Page 39 of Prospero Burns


  As long as they endure, their accounts will live on, told and retold by skjalds like me to men like you. A fire will be burning. We will smell the copal resin smoking into the air. Perhaps I will not see the men around me, but I will see their shadows, cast up the cave wall by the spitting fire, like cave art lent the illusion of movement by the inconstant flames.

  I will try to listen to what is being said by the men during the long, mumbling conversations, so that I can hear all the secrets of the world, and learn every account from the very first to the very last.

  IN THE COLDEST, deepest part of the cave, there is a blackness cut by a cold, blue glow.

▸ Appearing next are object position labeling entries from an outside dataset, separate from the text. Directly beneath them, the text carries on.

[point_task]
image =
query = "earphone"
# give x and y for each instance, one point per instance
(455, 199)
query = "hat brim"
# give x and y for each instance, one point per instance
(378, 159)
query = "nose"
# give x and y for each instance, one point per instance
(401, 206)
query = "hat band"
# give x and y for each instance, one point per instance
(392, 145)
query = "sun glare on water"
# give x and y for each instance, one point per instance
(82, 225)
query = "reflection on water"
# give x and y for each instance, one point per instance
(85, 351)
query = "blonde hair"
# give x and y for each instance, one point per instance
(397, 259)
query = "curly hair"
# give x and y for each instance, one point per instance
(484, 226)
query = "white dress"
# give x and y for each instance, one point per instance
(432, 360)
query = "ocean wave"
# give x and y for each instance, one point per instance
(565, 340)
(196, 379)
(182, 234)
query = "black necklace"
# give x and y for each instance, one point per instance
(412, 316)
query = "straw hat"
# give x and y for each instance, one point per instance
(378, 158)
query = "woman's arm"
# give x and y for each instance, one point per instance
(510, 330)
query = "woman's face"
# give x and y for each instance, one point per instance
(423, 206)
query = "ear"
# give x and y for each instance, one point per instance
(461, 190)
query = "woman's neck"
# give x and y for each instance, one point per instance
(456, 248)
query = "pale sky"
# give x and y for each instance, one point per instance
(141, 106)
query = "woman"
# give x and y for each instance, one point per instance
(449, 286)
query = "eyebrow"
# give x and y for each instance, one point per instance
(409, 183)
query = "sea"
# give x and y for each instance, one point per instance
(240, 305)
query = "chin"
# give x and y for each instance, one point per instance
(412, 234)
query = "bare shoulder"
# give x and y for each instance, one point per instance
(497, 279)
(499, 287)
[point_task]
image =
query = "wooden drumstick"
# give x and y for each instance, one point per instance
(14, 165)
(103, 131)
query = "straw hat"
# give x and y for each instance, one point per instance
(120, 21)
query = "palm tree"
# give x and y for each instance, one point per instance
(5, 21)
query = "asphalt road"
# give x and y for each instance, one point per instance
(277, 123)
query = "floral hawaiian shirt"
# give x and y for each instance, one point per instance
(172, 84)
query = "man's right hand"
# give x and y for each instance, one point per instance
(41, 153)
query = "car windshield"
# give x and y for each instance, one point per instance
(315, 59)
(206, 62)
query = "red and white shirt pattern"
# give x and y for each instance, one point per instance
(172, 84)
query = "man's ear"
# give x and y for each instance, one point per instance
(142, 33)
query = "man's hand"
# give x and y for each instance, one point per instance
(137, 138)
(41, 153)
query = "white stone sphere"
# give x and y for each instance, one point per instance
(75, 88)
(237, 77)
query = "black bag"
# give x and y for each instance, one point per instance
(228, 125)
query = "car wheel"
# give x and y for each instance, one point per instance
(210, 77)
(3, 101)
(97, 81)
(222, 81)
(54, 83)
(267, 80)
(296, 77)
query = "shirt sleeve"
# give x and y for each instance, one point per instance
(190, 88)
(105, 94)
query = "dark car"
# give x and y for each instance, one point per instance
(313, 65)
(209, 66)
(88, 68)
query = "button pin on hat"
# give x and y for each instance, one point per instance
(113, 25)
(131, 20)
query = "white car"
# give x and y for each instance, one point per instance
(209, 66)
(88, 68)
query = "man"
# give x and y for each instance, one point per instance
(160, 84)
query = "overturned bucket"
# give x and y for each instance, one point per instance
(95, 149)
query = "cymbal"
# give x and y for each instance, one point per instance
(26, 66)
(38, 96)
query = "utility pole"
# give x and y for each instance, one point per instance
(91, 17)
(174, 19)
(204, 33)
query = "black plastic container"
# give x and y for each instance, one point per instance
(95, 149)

The air smells sterile, like rock in a dry polar highland that lacks any water to form ice. It is far away from the soft warmth and the firelight of the cave, far away from the fraternity of murmuring voices and the smell of smouldering resin. It is there I will be forced to sleep out most of my days. I am too dangerous to keep among the Rout, too compromised. I know too much, and too much knows me. But the Vlka Fenryka have grown fond of me, and with that strange, gruff sentimentality of theirs, they cannot bring themselves to quickly and mercifully cut my thread.

  So I will be put to sleep in the deep cold of the ice, in stasis far below the Aett, with only Cormek Dod and the other muttering Dreadnoughts as companions. None of us like it there. None of us choose to be there. We miss the firelight. We miss the sunlight. We’ve dreamed the same dreams a hundred times over, a thousand times. We know them off by heart. We don’t choose the dark.

  Nevertheless, once in a while, when we are disturbed and revived, we are never content to see the daylight.

  If you have to come and wake us, times are not good.

  I AM STANDING in the high meadow in Asaheim where I last saw Heoroth Longfang alive, but it is the Wolf King who is towering at my side. The air is as clear as glass. To the west of us, beyond a vast, rolling field of snow and a mighty evergreen forest, mountains rise. They are white, as clean and sharp as carnassials. I know full well that the grey skies behind them aren’t storm clouds. They are more mountains, greater mountains, mountains so immense the sheer scale of them breaks a man’s spirit. Where their crags end, buried like thorns in the skin of the sky, the wrath of the winter season Fenrisian storms is gathering and clotting, angry as patriarch gods and malign as trickster daemons.

  It is the last hour of the last day before I voluntarily enter stasis.

  ‘You understand why?’ asks the Wolf King at my side. His voice is a wet leopard-purr.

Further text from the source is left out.